With advances in digital data transmission techniques and digital video compression such as used in the MPEG standards (e.g., MPEG-2, MPEG-4), it is possible to deliver several digitally compressed video programs in the same bandwidth that is otherwise occupied by a single analog television (TV) channel. These capabilities provide opportunities for programming service providers (e.g., broadcasters such as CNN, ABC), network operators e.g., cable and satellite network owners), and client devices.
In a multi-program transmission environment, several programs (e.g., channels) are coded, multiplexed and transmitted over a single communication channel. Since these programs share a limited channel capacity, the aggregate bit rate of the programs must be no greater than the communication channel rate. In order to optimize the quality and efficiency of the program transmission process, the bit rate of the program or video streams can be varied as needed to manage the utilization of network bandwidth.
One video transmission technique that may be used to manage bandwidth is statistical multiplexing, which combines several programs each including a compressed video bit stream into a single multiplexed bit stream, e.g., for transmission of a plurality of programs on a single frequency. In this manner a service provider may provide more programs to a subscriber base using the same network infrastructure, e.g. providing four programs in the same network infrastructure that would have previously provided a single program. For a given level of video quality, the bit rate of a given compressed stream generally varies with time based on the complexity of the corresponding video signals. A statistical multiplexer attempts to estimate the complexity of the various video frame sequences of a video signal and allocates channel bits among the corresponding compressed video bit streams. In some cases the bits are allocated so as to provide a desired (e.g., approximately constant) level of video quality across all of the multiplexed streams. For example, a given video frame sequence with a relatively large amount of spatial activity or motion may be more complex than other sequences and therefore allocated more bits than the other sequences. On the subscriber side, a network element, such as set top box, pulls the desired program out of the multiplex stream by use of a tuner to tune to the multiplex frequency and a decoder to decode the desired program such as by using its associated program ID (PID).

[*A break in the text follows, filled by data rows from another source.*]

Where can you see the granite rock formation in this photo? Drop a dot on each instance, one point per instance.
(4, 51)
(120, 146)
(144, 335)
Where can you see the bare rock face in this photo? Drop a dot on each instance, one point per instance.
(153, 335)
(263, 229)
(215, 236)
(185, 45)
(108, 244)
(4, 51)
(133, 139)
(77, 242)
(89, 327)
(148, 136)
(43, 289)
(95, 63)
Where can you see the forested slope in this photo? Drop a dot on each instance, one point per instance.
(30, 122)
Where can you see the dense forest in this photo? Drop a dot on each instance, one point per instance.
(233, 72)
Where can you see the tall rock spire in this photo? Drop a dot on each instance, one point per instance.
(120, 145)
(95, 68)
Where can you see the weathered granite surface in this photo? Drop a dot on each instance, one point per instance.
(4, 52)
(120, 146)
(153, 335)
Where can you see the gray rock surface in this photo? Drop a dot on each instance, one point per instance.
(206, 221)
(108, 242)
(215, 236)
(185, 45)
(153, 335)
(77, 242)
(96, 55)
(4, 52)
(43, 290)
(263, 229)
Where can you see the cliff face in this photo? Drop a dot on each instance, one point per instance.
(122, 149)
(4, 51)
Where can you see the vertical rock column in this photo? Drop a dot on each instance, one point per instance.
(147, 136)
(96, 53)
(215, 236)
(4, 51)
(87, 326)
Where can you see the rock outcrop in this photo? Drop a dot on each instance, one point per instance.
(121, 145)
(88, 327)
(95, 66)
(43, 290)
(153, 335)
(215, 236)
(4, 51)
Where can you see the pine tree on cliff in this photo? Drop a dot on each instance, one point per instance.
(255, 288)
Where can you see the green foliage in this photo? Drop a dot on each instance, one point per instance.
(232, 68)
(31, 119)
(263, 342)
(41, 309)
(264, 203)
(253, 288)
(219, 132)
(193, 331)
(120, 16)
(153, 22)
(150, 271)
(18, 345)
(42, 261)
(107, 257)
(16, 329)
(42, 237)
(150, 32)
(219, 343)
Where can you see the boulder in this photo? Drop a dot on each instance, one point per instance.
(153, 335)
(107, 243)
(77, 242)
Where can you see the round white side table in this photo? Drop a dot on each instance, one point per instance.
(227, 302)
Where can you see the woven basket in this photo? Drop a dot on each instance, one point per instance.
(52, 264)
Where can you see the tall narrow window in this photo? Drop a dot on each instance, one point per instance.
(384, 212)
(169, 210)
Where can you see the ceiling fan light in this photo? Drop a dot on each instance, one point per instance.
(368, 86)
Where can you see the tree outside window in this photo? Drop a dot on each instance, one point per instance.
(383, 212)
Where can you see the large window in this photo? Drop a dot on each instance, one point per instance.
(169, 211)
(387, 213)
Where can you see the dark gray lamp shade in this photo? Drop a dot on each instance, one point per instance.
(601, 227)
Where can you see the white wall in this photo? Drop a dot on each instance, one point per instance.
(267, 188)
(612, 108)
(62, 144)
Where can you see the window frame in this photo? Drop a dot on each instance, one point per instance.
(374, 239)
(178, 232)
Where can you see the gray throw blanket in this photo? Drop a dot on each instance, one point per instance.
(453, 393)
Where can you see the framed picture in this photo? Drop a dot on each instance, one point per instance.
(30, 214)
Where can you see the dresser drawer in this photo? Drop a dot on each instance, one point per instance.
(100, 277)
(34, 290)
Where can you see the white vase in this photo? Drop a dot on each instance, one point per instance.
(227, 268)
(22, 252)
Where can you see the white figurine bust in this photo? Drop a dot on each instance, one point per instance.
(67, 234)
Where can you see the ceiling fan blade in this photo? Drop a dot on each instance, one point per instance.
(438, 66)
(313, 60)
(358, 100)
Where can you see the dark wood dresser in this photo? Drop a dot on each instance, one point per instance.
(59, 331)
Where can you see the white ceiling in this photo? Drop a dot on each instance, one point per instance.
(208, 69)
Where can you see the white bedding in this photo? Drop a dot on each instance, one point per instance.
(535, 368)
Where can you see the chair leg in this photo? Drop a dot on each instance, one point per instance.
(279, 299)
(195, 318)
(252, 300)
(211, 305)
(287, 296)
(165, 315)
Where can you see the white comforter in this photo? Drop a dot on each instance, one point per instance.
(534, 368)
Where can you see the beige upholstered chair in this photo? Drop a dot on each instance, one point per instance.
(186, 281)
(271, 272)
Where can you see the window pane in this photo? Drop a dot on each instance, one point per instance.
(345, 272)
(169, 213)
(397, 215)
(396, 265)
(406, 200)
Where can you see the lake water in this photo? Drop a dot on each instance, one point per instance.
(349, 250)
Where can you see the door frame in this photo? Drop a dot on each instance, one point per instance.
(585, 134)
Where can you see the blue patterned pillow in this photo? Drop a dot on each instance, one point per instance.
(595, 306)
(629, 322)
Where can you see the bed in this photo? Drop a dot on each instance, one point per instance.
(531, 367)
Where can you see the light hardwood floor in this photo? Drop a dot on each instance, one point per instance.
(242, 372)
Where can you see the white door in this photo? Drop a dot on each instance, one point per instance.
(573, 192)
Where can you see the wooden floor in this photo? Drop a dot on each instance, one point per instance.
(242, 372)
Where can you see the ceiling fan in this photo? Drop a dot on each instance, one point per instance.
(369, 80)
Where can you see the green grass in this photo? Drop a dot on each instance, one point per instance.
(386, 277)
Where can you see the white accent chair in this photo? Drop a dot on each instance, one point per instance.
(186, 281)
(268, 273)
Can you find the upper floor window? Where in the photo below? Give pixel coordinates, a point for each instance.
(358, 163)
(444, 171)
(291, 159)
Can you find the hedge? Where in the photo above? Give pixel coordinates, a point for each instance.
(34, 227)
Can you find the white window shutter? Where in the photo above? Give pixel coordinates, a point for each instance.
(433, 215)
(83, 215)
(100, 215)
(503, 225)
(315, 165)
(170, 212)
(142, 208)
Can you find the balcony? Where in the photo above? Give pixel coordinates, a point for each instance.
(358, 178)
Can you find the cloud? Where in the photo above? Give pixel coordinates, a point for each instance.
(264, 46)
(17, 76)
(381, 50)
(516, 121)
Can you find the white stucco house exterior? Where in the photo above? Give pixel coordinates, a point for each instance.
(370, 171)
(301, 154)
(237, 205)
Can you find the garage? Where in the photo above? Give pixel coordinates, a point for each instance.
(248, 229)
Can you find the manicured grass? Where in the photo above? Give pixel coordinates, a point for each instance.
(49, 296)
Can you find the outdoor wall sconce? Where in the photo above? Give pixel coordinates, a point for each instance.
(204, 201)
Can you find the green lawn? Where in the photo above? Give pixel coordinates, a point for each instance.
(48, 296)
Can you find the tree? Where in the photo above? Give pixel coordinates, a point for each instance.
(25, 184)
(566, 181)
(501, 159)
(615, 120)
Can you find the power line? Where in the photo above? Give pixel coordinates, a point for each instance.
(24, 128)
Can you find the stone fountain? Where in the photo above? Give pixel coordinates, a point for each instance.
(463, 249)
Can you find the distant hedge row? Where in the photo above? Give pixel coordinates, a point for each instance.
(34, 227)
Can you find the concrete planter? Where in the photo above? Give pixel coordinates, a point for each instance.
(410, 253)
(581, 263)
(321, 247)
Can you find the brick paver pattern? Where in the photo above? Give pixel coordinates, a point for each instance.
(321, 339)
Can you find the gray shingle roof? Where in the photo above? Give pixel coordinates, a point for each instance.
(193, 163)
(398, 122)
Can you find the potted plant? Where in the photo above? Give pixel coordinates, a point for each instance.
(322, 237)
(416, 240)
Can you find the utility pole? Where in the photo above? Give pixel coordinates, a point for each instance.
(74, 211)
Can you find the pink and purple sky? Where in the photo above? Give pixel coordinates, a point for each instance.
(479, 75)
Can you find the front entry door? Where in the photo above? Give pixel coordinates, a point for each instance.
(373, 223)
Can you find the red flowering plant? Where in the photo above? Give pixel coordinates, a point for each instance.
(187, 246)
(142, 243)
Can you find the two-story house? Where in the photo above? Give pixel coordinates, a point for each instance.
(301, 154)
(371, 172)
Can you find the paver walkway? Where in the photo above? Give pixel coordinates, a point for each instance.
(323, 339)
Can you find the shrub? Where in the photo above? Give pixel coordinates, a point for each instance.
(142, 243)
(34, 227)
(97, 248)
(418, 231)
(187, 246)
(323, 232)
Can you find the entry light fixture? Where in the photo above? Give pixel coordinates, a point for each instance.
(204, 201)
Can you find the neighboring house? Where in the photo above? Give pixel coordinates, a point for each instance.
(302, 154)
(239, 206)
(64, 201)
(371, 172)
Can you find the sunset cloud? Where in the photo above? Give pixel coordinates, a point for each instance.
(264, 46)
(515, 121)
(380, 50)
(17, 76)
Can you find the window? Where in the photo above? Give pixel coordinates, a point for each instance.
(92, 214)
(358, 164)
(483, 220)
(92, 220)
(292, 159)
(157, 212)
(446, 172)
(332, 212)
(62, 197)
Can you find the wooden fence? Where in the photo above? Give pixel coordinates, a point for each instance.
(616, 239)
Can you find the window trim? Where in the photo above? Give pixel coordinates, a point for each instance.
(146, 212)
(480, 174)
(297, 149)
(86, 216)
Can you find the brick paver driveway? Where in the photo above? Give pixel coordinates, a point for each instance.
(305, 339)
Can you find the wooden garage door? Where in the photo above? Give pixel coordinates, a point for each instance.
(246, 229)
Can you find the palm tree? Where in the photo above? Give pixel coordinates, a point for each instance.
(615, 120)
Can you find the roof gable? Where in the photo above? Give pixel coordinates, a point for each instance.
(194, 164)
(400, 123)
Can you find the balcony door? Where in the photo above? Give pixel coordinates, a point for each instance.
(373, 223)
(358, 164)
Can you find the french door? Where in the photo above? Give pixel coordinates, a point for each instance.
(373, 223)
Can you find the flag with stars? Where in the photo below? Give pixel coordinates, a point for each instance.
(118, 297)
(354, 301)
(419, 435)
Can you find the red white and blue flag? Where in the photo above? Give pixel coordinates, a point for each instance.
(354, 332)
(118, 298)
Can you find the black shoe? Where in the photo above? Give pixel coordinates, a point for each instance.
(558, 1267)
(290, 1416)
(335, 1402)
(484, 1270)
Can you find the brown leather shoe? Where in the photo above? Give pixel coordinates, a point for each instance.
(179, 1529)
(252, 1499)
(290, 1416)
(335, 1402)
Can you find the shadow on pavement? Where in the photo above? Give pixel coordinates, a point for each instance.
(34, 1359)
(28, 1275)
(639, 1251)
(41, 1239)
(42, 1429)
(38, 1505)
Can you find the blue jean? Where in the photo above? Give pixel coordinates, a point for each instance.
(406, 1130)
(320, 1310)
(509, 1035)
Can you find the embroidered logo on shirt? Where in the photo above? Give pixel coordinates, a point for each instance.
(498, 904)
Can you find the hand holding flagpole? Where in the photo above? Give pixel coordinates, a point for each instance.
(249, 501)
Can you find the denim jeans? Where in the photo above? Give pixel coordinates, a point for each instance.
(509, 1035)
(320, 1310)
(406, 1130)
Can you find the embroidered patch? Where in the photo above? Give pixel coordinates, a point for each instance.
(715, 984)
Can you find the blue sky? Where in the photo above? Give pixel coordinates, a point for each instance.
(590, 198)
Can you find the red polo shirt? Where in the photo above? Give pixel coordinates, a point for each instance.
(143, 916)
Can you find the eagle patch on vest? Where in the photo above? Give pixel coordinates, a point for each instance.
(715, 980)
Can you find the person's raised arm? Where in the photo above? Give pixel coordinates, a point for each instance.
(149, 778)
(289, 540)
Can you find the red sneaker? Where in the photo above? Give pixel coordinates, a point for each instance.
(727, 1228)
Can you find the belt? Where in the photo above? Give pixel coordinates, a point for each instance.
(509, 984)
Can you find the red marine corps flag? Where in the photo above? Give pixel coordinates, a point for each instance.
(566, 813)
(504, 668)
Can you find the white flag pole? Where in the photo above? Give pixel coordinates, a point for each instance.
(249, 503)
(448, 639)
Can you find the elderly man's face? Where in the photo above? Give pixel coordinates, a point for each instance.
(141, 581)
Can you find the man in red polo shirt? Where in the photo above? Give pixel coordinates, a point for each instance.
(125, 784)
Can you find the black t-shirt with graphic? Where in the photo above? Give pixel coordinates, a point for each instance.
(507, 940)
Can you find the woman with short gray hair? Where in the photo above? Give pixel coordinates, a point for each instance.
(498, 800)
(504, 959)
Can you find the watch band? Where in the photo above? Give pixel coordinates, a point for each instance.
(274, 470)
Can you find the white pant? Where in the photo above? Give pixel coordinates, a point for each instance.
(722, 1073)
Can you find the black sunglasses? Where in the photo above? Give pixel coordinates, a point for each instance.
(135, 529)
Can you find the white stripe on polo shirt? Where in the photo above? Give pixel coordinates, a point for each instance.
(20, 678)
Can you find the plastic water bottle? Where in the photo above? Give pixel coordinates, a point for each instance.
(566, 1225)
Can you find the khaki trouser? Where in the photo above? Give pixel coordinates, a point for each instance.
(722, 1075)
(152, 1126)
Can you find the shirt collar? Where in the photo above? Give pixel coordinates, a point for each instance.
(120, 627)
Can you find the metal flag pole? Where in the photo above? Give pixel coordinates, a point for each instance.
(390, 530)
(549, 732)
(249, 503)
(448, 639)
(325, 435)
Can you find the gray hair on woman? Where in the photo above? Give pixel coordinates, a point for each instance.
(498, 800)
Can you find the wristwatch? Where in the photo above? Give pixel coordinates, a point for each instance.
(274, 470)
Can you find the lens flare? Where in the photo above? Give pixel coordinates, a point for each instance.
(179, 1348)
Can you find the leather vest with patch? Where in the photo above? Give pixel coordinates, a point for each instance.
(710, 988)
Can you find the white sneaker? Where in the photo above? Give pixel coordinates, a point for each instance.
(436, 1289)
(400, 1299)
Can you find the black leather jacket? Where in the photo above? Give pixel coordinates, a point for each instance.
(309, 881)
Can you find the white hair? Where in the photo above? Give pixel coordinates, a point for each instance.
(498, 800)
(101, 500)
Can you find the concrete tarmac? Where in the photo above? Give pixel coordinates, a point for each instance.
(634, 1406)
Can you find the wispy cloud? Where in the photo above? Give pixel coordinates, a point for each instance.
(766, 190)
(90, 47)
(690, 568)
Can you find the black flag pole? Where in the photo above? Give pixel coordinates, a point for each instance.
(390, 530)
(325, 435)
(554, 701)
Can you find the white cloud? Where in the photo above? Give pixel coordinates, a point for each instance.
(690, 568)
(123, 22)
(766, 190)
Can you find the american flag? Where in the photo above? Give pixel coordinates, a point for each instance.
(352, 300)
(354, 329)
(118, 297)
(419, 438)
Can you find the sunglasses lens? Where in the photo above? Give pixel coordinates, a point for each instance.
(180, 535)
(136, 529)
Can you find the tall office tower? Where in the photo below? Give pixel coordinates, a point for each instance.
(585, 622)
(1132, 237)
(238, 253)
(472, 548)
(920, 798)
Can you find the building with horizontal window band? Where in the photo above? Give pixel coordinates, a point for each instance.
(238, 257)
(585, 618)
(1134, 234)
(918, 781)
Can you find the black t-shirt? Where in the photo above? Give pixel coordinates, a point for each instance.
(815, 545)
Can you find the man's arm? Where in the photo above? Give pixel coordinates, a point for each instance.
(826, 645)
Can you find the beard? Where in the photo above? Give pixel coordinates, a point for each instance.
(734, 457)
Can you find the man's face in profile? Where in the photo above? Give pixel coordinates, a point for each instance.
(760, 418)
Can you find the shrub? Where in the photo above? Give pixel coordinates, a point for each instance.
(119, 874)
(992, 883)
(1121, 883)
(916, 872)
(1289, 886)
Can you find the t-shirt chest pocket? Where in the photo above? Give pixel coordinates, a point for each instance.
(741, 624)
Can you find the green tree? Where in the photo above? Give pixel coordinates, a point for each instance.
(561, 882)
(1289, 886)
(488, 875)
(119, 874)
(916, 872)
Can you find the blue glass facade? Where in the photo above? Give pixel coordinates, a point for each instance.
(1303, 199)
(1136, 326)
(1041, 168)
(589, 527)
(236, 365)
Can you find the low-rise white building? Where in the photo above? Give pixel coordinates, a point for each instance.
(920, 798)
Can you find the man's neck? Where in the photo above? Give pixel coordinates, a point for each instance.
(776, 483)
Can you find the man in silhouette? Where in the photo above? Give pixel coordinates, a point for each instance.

Another technique that may be used to manage bandwidth involves adaptively streaming data as streaming media. Streaming media differs from ordinary media in the sense that streaming media may be played out as soon as it is received rather than waiting for the entire file to be transferred over the network. One advantage associated with streaming media is that it allows the user to begin viewing the content immediately or on a real-time basis with rather short delay. In contrast, simply downloading a media file to a customer, which is a very effective technique to manage bandwidth because it allows for very wide swings in bit rate, does not allow the user to begin viewing the content on a real-time basis. The downloaded media must also be stored prior to playback, requiring significant and often expensive storage capabilities on the subscriber device. This delay and associated additional expense may be unacceptable to customers, thereby making streaming media more attractive.
In adaptive streaming, the encoded bit rate of a media data stream is dynamically adjusted depending on specific network conditions. To achieve this, the streaming client continuously estimates the current state of the network and adjusts the requested bit rate from the server upward or downward depending on the available bandwidth associated with that particular streaming communication frequency data link.
One problem with media streaming architectures is the tight coupling that is required between the streaming server and client. The communication between the client and server that streaming media requires creates additional server overhead, because the server tracks the current state of each client. Significantly, this limits the scalability of the server as the number of media data streams being streamed increases. In addition, the client cannot quickly react to changing conditions, such as increased packet loss, reduced bandwidth, user requests for different content or to modify the existing content (e.g., speed up or rewind), and so forth, without first communicating with the server and waiting for the server to adapt and respond. Often, when a client reports a lower available bandwidth, the server does not adapt quickly enough causing breaks in the media to be noticed by the user on the client as packets that exceed the available bandwidth are not received and new lower bit rate packets are not sent from the server in time. To avoid these problems, clients often buffer data, but buffering introduces latency, which for live events may be unacceptable.
Accordingly, neither statistical multiplexing nor adaptive streaming is fully satisfactory methods of managing bandwidth in a network.